Problem 2 When I query data for external table like select count(*) from ext3 I am getting below error.

2015-04-17 18:45:34,254 FATAL [main] org.apache.hadoop.hive.ql.exec.tez.MapRecordProcessor: org.apache.hadoop.hive.ql.metadata.HiveException: Hive Runtime Error while processing row [Error getting row data with exception java.lang.ClassCastException: org.apache.hadoop.hive.serde2.io.TimestampWritable cannot be cast to org.apache.hadoop.hive.serde2.io.DateWritable
    at org.apache.hadoop.hive.serde2.objectinspector.primitive.WritableDateObjectInspector.getPrimitiveWritableObject(WritableDateObjectInspector.java:38)
    at org.apache.hadoop.hive.serde2.SerDeUtils.buildJSONString(SerDeUtils.java:259)
    at org.apache.hadoop.hive.serde2.SerDeUtils.buildJSONString(SerDeUtils.java:349)
    at org.apache.hadoop.hive.serde2.SerDeUtils.getJSONString(SerDeUtils.java:193)
    at org.apache.hadoop.hive.serde2.SerDeUtils.getJSONString(SerDeUtils.java:179)
    at org.apache.hadoop.hive.ql.exec.MapOperator.process(MapOperator.java:545)

Guys please help me on this, whole day is wasted.

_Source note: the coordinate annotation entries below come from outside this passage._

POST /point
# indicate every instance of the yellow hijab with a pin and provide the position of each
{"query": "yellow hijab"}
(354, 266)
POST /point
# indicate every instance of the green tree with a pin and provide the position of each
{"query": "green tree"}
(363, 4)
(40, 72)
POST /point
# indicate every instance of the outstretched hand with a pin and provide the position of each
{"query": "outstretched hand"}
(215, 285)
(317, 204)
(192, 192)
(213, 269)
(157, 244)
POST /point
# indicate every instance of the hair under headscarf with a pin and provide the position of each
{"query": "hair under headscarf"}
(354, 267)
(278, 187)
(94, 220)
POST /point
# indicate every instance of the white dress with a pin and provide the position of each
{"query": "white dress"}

I have another external table with more data, I need to join these two tables and create a view to have my consolidated data ready for analysis.

Raghu
  • 23
  • 1
  • 3

1 Answers1

3

I think the error gives a clue to your problem:

Error getting row data with exception java.lang.ClassCastException:
  org.apache.hadoop.hive.serde2.io.TimestampWritable cannot be cast to 
  org.apache.hadoop.hive.serde2.io.DateWritable

You have a date field in your hive table but the data you have inserted is of the type timestamp.

Re-create your table (or a new one if you don't want to replace it)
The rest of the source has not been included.